Ask HN: How do I prepare myself for a algorithms' exercise - sedeki

So I have a test coming up. It involves solving some problems that have time and space constraints. How can I prepare for this?
======
yen223
Practice on existing problems. Check out
[https://www.hackerrank.com/](https://www.hackerrank.com/) and
[https://code.google.com/codejam](https://code.google.com/codejam). I
particularly like Google Code Jam because they provide an analysis on how to
approach these kinds of algorithm exercises.

------
cpcarey
LeetCode has a great collection of problems that you can practice with and
test your solution in the browser
([https://oj.leetcode.com/](https://oj.leetcode.com/)).

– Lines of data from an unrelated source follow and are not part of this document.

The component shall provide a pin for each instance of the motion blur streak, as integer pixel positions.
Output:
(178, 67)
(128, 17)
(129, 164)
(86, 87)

The discussion
sections were helpful as well.

GeeksforGeeks also has a collection of problems and analyses
([http://geeksforgeeks.org/fundamentals-of-
algorithms/](http://geeksforgeeks.org/fundamentals-of-algorithms/)).

So after refreshing yourself on the fundamentals, practice, practice,
practice. Hope this helps!

------
sian_OK
Practice, practice, practice will work 99% of the time. But it's worth
refining your approach to problem solving for when a question is thrown at you
and no answer immediately comes to mind. I can ping you some pointers - drop
me an email at: sian.roberson@oxfordknight.co.uk

Good luck with your test!

------
anigbrowl
Study similar problems, of course. Develop test problems that you would give
to an imaginary candidate, ie try to think of problems and constraints of your
own. Also, devise a test-taking algorithm to minimize the time loss of
unsolved questions.

------
implicit_none
This book was very useful to me: [http://www.amazon.com/Programming-
Interviews-Exposed-Secrets...](http://www.amazon.com/Programming-Interviews-
Exposed-Secrets-Landing/dp/1118261364)

------
lastofus
I've always found browsing through my old algorithms text books to refresh
myself helps a lot.